Ce texte fait suite à des consultations en ligne menées par Dunja Mijatović en octobre auprès des autorités polonaises, des structures nationales des droits de l'homme et des ONG œuvrant à la protection des personnes LGBTI en Pologne.
La Commissaire se dit « vivement préoccupée » par la montée des discours homophobes tenus par les représentants des pouvoirs publics et autres personnalités influentes de la société polonaise. Elle précise avoir été « particulièrement choquée » par l'adoption de déclarations et chartes anti-LGBT par de nombreuses collectivités locales et municipalités. Elle appelle à révoquer ces textes et « exhorte » le gouvernement polonais à veiller à ce qu'aucun soutien public ne soit apporté à ce type d'initiative.

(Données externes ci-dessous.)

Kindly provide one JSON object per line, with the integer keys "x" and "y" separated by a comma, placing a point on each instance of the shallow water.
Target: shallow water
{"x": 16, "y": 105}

Mme Mijatović demande le rejet des projets de loi visant les personnes LGBTI examinés actuellement par le Parlement, s'inquiète des intimidations exercées par les services de police et le ministère public à leur égard et « note avec inquiétude une tendance croissante à interdire les 'Marches des fiertés' ».
« La haine et la déshumanisation menacent la cohésion sociale », souligne la Commissaire, qui appelle la Pologne à « élaborer enfin, en consultation avec la société civile, un plan d'action national sur l'égalité qui traite explicitement de la discrimination des personnes LGBTI ».